There are 3 ego states - the Parent, Child and Adult ego state. The ideal engagement in teams or between client and coach would be from adult to adult. When we operate from an archetype of being a parent or a child, treating another as other than an adult leads to uncomfortable emotions of contempt, shame and resentment, fertile ground for conflicts.


More information on ego states can be found here.


Feedback should be direct, specific and applicable

Practiced in Pixar and other organisations, this feedback model was published in the Harvard Business Review and is widely practiced in organisations. The same is applicable in any relationship.


It is also beneficial to keep in mind 5 ingredients to make direct, specific and applicable feedback possible. These are:


  1. Aversion (to feedback) is common and should therefore be included in ground rules setting.

  2. Feedback is both positive and negative and negative feedback can be positive!

  3. The counterparty must be prepared to receive feedback, hence ask for permission to give feedback and always inform the purpose of providing feedback and there is room for push-back from your counterpart.

  4. Include suggestion(s) and be purposeful about it (being clear the purpose is to work better as a team or to have better results).

  5. Be open and accepting of push-back.


Being curious (as opposed to blame or contempt)

An attitude of curiousity bridges different view points and reduces situations where blame or contempt may occur.


Hence the virtues below are important to practice in a team setting:

  1. Open-mindedness

  2. Patience

  3. Respectfulness

  4. Purposefulness


Feelings are neither right not wrong

Uncomfortable feelings may lead to conflict if we react or act through our ego states.
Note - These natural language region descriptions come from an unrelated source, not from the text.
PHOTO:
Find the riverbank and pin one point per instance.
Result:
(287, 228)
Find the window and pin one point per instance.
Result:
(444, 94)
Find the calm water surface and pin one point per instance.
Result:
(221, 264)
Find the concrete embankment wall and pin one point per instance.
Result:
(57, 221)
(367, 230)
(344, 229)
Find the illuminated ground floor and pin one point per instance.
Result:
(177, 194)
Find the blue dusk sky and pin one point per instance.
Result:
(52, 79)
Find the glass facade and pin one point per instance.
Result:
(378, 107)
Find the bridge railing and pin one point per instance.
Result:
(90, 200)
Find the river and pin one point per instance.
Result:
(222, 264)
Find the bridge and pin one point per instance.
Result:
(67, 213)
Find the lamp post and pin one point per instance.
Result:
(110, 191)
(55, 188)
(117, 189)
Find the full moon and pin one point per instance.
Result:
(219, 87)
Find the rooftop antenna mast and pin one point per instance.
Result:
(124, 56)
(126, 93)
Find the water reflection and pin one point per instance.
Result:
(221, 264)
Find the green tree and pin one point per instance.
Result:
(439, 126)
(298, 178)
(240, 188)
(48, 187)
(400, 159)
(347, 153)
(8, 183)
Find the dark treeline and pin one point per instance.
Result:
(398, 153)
Feelings though are neither good nor bad, right not wrong. As in My Guest House, I write that they serve a purpose and usually uncovers an important desire or need which is unmet.
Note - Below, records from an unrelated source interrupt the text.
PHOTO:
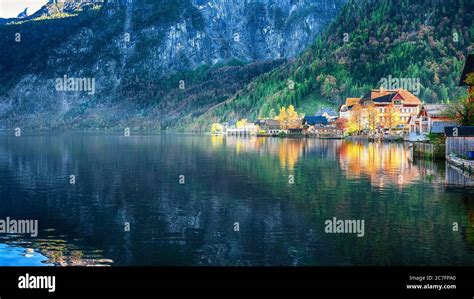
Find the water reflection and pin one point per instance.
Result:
(385, 164)
(135, 180)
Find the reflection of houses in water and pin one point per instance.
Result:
(288, 151)
(455, 177)
(384, 164)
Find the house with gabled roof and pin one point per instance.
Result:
(431, 119)
(344, 109)
(386, 103)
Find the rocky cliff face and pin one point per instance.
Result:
(146, 57)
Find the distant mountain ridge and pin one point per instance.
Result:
(369, 41)
(138, 53)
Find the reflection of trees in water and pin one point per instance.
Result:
(385, 164)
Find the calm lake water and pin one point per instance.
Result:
(407, 206)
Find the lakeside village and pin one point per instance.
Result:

Being purposeful is applicable in such situations. Bearing in mind the purpose is to uncover the unmet need, the governing belief and ultimately seeking alignment through communication at the Adult Ego State.
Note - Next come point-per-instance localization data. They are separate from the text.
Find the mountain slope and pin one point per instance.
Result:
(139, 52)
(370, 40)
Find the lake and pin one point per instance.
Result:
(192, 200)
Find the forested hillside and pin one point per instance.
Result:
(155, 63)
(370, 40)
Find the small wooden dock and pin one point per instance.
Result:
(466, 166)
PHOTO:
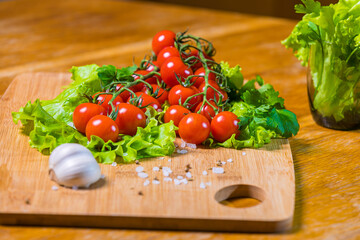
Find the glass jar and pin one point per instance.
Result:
(350, 119)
Applying these ground rules in relationships

I find it helpful to cater to visual, auditory and kinaesthetic learners in my coaching sessions through writing down the ground rules (in a succinct manner) on a card so that it can be passed around, looked at, touched (and felt) while I explain and give examples of such ground rules.


Here's a sample:



I typically spend 10 minutes at the start of coaching to include these ground rules and to get a sense of acceptance about these rules, I'd ask for questions through this feedback approach.


Sometimes, I find it useful to then lay out Emoli emotional literacy cards from the School of Emotions, after ground rules are laid to have a sense of where the team or individual client is in terms of their emotional state(s).


If you reside in Asia, I have Emoli cards for sale as well. Email me at sales@calm3d.com


Executive Coaching For Teams and Individuals

I run executive team coaching for organisations on strategic planning, ideation and implementation and am a partner in Singapore's largest network of organisations focused on Well-Being - the Well-Being Champions Network.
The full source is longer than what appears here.